My grandfather served in the Navy during World War II. My goal was really just to join the military and when I was thinking of the various branches the Navy seemed best because of all the travel.
I was stationed on a repair ship called the USS Sierra. We had all manner of workings on our ship—a foundry, welding, a machine shop—so we could perform repairs out in the ocean. There were about 980 people on the ship. Nothing compared to an aircraft carrier, but it was commissioned in WWII—just a leaky, old ship.
We were in port in Charleston, South Carolina, when Hurricane Andrew hit Florida in August 1992. I remember that day vividly. I was walking back to the ship, it was a Sunday, and I walked inside—I lived inside the ship, I was single—and the chief at the quarter-deck informed me that I couldn’t leave again. We literally had 24-hours notice and we were gone.
It took a couple days to steam down to Florida. Thousands were displaced. We were on a bus heading in and I remember seeing a Volkswagen van blown on top of a K-Mart.
We were met by the Florida National Guard and we worked with them to start building this monstrous tent city. We probably set up 400 14-16 person tents. The Red Cross came and we helped them establish a high-volume kitchen which mostly served chili and rice. They fed us—we were the first people to eat—and we objected to that, but they told us they needed us to have full bellies so we could go off and do what we needed to do.
I remember working in that park for about a week. It was later determined that there were all these grammar schools in the area—some were completely destroyed, but some had just broken windows, structural damage. That was a concern because school was starting soon.
We had a lot of supplies so we broke into teams based on specialty and we were able to get the schools structurally sound again. I was a computer person in the Navy, so I was under-skilled in that regard, but there was so much of just moving stuff around. We had trucks provided by the National Guard and we would go back to the ship and get lumber, sheet metal—somebody was providing glass. The main thing I did was load supplies and drop them off. I did a ton of mixing cement, some roofing.
We worked with FEMA to aid all these mobile home parks that were just destroyed. We brought the paperwork to the people there—a lot of them were senior citizens. We were trained how to complete everything appropriately to expedite people receiving financial aid, which was huge.
Congress appropriated $11.1 billion for the disaster, which, at the time, was the largest disaster relief that had been done.

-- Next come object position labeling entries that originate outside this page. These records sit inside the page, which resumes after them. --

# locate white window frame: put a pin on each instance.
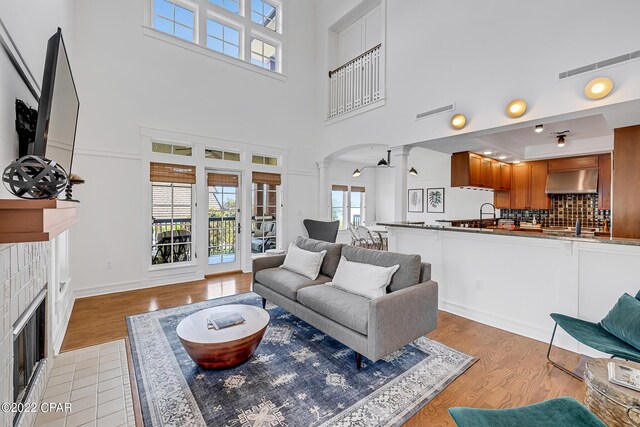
(240, 6)
(194, 230)
(203, 10)
(223, 20)
(264, 158)
(193, 7)
(262, 38)
(276, 5)
(223, 151)
(346, 209)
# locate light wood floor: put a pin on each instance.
(511, 370)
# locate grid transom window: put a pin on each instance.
(250, 31)
(263, 54)
(232, 6)
(223, 39)
(264, 14)
(221, 155)
(264, 160)
(173, 19)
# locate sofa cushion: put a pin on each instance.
(367, 280)
(331, 259)
(285, 282)
(306, 263)
(407, 275)
(351, 311)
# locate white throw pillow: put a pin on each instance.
(366, 280)
(303, 262)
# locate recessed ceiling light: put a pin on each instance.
(458, 121)
(516, 108)
(598, 88)
(561, 141)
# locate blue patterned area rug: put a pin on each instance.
(298, 376)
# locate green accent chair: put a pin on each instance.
(593, 335)
(560, 412)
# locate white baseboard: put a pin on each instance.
(112, 288)
(109, 288)
(62, 331)
(510, 325)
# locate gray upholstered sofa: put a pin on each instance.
(373, 328)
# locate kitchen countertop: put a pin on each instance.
(524, 233)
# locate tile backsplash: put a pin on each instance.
(565, 210)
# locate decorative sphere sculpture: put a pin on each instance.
(33, 177)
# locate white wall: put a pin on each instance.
(498, 280)
(128, 80)
(341, 173)
(360, 36)
(481, 55)
(434, 171)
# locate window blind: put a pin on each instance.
(165, 172)
(266, 178)
(222, 180)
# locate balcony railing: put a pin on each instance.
(357, 83)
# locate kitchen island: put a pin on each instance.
(513, 280)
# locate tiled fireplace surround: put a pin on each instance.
(25, 269)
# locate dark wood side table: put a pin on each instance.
(613, 404)
(224, 348)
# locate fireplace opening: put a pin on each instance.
(28, 347)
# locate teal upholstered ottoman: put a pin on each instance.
(560, 412)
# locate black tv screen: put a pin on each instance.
(58, 107)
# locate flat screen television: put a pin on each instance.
(58, 107)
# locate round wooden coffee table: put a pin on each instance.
(224, 348)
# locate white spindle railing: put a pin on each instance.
(356, 83)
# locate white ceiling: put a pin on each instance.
(590, 131)
(518, 141)
(365, 155)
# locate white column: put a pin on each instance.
(324, 190)
(400, 161)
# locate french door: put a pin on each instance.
(223, 222)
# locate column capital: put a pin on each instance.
(324, 163)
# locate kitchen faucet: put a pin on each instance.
(482, 213)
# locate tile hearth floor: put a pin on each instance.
(96, 382)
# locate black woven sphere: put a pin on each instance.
(33, 177)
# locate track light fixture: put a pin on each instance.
(382, 163)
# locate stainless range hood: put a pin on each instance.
(584, 181)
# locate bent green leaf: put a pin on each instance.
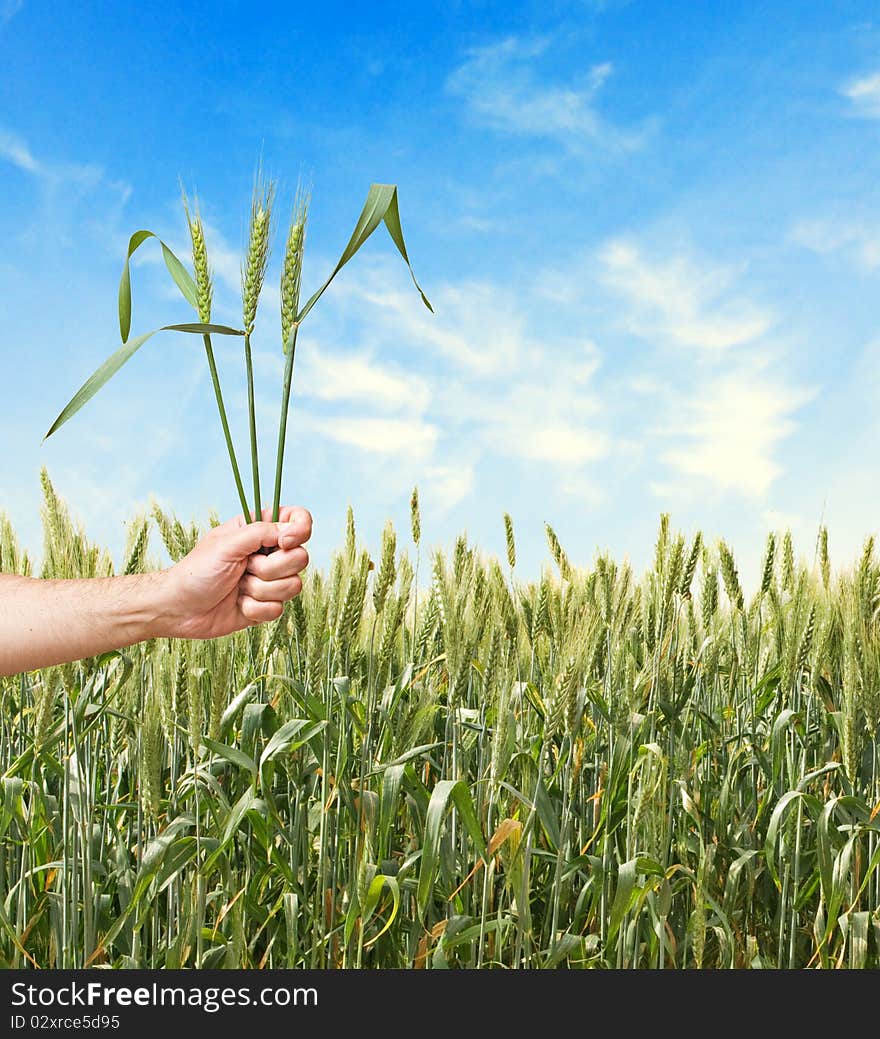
(115, 362)
(182, 277)
(380, 206)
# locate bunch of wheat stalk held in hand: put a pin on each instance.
(380, 207)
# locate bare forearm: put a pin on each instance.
(45, 622)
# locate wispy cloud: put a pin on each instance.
(412, 438)
(729, 431)
(63, 187)
(8, 9)
(503, 87)
(678, 300)
(864, 95)
(716, 426)
(14, 150)
(859, 240)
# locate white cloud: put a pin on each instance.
(65, 194)
(857, 239)
(8, 9)
(411, 438)
(329, 376)
(14, 150)
(504, 90)
(679, 300)
(447, 485)
(864, 94)
(728, 429)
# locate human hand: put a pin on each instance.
(224, 584)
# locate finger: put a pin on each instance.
(258, 613)
(248, 538)
(295, 514)
(283, 563)
(295, 528)
(270, 591)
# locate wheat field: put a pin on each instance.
(597, 769)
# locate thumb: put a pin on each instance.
(245, 540)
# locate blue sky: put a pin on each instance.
(652, 246)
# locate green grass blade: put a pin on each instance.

I did several things in my military career, but this was so unique because it was completely humanitarian. It was on American soil helping other Americans. It felt pretty good. The community was so kind to us. I think we were there almost two months and I can’t remember the number of times we would walk into a place and our money was no good.
They treated us like gold.
Jack Luster served in the United States Navy from 1990 to 1995. He is a Business Analyst for Orange County Community Resources.